You have an idea, a priceless invention! You have done the needful by applying and receiving a copyright, patent or trademark to protect that invention. Does it end at that? How then do you make money off it? One way to make money off your invention is to license your intellectual property (IP) rights to a third-party for production or use.
A licensing agreement is a legal contract between two parties, known as the licensor and the licensee. In a typical licensing agreement, the licensor grants the licensee the right to produce and sell goods, apply a brand name or trademark, or use patented technology owned by the licensor. In exchange, the licensee usually submits to a series of conditions regarding the use of the licensor’s property and agrees to make payments known as royalties.
IP can be “licensed-out” or “licensed-in”. You can “license-out” to another company in return for a fee. You can “license-in” if you want to use another company’s IP to develop your own business and products.
Licensing agreements can be:
- Exclusive license: A licensee who gets this license is the only one who can use the intellectual property. Even the licensor cedes rights to the license during the length of the agreement. This type of license costs the licensee much more.
- Non-exclusive license: A licensee has the rights to use the intellectual property. The licensor also has the option to sell it to others, though. Non-exclusive licenses have the greatest number of licensees. That’s because many licensees have the right to use the same intellectual property.
- Sole license: The licensee has the sole right to the licensing of the intellectual property. The licensor also keeps the right to use it. This is similar to an exclusive license. It’s more favorable to the licensor, though. This type of license usually costs more than a non-exclusive one but is cheaper than an exclusive license.
This license could define how your invention earns you money for years to come, so it is important to have a lawyer look over the contract before you sign. Primarily, you should consider focusing on these five issues: Royalties, exclusivity of the contract, term and termination, confidentiality, and dispute resolution.
Royalties
A key mistake made in negotiations is neglecting terms that detail how the royalty payments will be made. One important term to consider is how do you want the payments? Lump sum? Per unit? Per unit progressive or flat? Defining the royalty can help you, as the licensee, to earn the profits you deserve. It could be used to get the money up-front to fund your next great idea or to ensure that a minimum amount of money goes in your pocket each month. If the license is exclusive, minimum guarantees are a good way to put a floor on your earnings.

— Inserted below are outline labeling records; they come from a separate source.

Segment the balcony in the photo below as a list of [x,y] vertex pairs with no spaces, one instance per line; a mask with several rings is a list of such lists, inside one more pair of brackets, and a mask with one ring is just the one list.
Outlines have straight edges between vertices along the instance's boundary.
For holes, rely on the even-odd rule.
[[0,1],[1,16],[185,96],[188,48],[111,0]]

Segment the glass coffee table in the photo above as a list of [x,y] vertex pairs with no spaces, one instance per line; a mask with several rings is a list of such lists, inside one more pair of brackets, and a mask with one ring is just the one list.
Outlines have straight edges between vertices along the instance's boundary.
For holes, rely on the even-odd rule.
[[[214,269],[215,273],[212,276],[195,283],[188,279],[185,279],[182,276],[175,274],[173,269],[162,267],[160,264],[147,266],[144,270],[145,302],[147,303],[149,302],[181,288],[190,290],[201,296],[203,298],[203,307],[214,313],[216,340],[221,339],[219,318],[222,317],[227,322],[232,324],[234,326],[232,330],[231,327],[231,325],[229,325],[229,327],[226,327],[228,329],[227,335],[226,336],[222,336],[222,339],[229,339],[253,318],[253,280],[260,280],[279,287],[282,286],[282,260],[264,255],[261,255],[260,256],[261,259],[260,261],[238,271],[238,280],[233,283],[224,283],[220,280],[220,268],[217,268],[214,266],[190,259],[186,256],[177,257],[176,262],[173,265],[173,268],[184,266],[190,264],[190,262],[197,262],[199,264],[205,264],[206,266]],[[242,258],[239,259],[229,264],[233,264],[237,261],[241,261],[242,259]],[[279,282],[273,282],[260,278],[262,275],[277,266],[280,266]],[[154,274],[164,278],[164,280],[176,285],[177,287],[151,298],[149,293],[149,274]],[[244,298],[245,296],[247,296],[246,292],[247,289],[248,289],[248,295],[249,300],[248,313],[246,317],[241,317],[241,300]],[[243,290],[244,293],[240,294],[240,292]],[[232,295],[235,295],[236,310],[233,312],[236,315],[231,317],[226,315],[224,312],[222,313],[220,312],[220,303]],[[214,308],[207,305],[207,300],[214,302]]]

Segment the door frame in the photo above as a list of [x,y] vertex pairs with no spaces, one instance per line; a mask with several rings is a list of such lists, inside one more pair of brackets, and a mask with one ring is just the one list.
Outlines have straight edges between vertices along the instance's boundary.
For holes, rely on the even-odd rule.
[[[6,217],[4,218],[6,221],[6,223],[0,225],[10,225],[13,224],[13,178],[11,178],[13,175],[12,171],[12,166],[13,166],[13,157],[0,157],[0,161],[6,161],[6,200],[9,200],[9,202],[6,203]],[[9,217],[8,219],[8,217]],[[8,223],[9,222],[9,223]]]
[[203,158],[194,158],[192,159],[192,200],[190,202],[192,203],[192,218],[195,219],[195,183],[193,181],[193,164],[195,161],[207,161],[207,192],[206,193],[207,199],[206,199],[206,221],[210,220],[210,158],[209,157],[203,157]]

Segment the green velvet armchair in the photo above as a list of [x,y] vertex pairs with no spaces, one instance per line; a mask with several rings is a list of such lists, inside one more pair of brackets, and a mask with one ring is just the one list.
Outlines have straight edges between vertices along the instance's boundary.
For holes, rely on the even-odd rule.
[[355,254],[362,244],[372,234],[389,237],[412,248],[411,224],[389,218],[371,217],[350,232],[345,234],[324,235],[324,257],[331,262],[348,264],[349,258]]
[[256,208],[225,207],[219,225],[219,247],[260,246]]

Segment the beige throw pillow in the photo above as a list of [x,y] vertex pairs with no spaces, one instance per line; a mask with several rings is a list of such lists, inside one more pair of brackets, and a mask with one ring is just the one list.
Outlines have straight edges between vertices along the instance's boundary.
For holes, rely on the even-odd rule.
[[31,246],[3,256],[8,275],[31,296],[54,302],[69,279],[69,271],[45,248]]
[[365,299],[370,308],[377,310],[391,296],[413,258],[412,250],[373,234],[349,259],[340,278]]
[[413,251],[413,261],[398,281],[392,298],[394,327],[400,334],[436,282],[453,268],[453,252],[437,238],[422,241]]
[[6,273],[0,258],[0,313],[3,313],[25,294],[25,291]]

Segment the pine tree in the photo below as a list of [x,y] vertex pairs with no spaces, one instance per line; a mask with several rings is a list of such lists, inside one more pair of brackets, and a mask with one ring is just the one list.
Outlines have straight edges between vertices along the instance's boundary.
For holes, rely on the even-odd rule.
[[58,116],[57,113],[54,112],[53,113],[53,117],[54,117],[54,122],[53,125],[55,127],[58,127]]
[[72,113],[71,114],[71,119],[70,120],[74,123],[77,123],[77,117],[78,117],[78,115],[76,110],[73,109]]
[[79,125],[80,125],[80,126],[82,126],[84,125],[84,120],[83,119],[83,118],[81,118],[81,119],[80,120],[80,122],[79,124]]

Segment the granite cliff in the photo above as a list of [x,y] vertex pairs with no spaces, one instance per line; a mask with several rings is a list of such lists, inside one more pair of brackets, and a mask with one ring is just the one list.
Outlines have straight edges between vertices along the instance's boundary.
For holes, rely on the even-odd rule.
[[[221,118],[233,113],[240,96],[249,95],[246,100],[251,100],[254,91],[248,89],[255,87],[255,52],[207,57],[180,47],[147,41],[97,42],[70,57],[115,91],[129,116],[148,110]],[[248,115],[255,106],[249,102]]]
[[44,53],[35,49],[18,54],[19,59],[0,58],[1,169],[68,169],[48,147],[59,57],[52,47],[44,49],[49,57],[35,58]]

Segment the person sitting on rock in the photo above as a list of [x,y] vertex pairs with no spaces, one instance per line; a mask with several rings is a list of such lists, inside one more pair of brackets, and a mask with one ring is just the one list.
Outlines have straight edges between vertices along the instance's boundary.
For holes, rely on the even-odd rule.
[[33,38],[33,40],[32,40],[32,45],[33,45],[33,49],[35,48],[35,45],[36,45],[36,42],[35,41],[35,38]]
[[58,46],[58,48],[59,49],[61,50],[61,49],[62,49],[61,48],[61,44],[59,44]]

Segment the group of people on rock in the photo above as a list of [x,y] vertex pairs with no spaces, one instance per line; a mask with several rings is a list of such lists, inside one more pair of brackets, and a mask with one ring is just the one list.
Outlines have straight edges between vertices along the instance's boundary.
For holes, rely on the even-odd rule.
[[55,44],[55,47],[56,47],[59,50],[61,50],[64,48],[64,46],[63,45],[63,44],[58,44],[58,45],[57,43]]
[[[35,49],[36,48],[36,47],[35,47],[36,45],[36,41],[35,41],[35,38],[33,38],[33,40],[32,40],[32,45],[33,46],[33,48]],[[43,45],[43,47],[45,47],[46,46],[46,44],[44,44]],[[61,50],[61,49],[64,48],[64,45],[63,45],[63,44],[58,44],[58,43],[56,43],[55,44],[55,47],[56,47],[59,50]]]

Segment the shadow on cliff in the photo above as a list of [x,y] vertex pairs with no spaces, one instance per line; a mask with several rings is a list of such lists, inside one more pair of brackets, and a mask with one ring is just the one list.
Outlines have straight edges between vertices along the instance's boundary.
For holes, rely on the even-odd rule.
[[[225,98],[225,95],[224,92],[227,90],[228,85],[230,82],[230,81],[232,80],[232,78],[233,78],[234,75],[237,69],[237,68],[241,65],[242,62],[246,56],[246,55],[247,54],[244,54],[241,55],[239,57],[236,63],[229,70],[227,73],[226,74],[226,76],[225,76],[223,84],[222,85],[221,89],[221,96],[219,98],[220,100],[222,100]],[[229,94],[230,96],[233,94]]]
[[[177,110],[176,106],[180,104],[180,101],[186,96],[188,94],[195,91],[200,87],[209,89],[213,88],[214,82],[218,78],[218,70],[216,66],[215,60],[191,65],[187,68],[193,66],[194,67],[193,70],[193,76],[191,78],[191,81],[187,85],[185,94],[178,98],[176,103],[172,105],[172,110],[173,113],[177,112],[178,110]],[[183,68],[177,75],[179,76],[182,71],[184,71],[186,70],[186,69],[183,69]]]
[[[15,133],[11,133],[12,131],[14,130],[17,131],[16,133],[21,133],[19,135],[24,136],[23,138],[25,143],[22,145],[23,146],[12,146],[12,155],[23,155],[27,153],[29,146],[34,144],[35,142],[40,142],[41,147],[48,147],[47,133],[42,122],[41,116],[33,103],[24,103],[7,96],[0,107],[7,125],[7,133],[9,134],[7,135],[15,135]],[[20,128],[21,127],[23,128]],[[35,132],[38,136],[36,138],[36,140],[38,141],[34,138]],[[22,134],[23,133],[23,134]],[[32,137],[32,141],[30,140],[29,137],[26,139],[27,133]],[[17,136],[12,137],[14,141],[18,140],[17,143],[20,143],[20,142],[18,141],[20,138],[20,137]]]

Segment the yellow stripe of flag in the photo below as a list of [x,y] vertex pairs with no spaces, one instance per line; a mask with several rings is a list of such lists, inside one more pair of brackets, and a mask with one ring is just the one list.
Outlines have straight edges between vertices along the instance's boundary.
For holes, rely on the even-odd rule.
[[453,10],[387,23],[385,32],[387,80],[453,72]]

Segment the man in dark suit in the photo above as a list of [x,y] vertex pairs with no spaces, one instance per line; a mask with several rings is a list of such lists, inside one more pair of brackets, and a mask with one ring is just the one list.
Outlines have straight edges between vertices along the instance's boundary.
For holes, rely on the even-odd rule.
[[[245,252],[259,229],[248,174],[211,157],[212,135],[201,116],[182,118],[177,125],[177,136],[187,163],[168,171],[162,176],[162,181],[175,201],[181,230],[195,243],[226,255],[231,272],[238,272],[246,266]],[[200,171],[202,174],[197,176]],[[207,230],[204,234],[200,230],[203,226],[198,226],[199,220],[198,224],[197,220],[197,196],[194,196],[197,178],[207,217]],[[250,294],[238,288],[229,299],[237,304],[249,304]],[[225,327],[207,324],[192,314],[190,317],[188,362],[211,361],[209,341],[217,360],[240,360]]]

Exclusivity of the contract
This refers to the type of contract agreed, with the 3 main options shown above: exclusive, sole or non-exclusive. Usually, a company will ask for exclusive rights. In this scenario, it is often more likely to negotiate a higher royalty payment.
Term and termination
How long will the contract last and what will happen when it is up? For instance, you may want a clause allowing you to terminate if sales fall below a certain amount of units, allowing you to seek a better deal. Or if you have worked in a minimum royalty for the year, you want to be sure the licensor cannot avoid that minimum payment by terminating the contract the day before it kicks in.
Confidentiality
Most companies use some sort of non-disclosure agreement (NDA) these days. When they don’t, the licensing agreement needs this clause. The confidentiality section must say which parts of the license are secret. This clause is also a good place to strengthen an NDA if it’s weak.
Dispute resolution
Finally, disagreements do happen from time to time. In the event that you and the other party cannot work them out, it is important to have a well-defined dispute resolution process. Arbitration can be a useful tool to avoid the cost of discovery and trial and is helpful in settling limited, well-defined issues. However, arbitration can come with its own drawbacks and expenses. Be sure to fully understand all the pros and cons before agreeing to a particular form of dispute resolution.
Benefits of a licensing agreement
- You don’t need to find money to commercialize your product: The licensee will be responsible for costs of manufacturing, distribution, packaging, marketing and sales, etc.
- You can get your innovation to market faster: If you issue a license to an established business, you will be able to leverage their experience, infrastructure and involvement. They will typically be more able to move your product into the marketplace easier and quicker.
- You can break into new markets: Depending on the deal and the licensee, you may be able to access markets that are closed to imports, avoid export taxes or mitigate risks associated with international expansion.
- You will be able to generate revenue: The licensee will pay for the right to hold the license to your patent. This can be a one-off payment, continuous payments known as royalties, or variable payments depending on the profits.
You keep ownership of your intellectual property: Licensing allows you to give suppliers, competitors or complementary businesses certain rights over your patent, while receiving royalty income and still retaining ownership of your asset.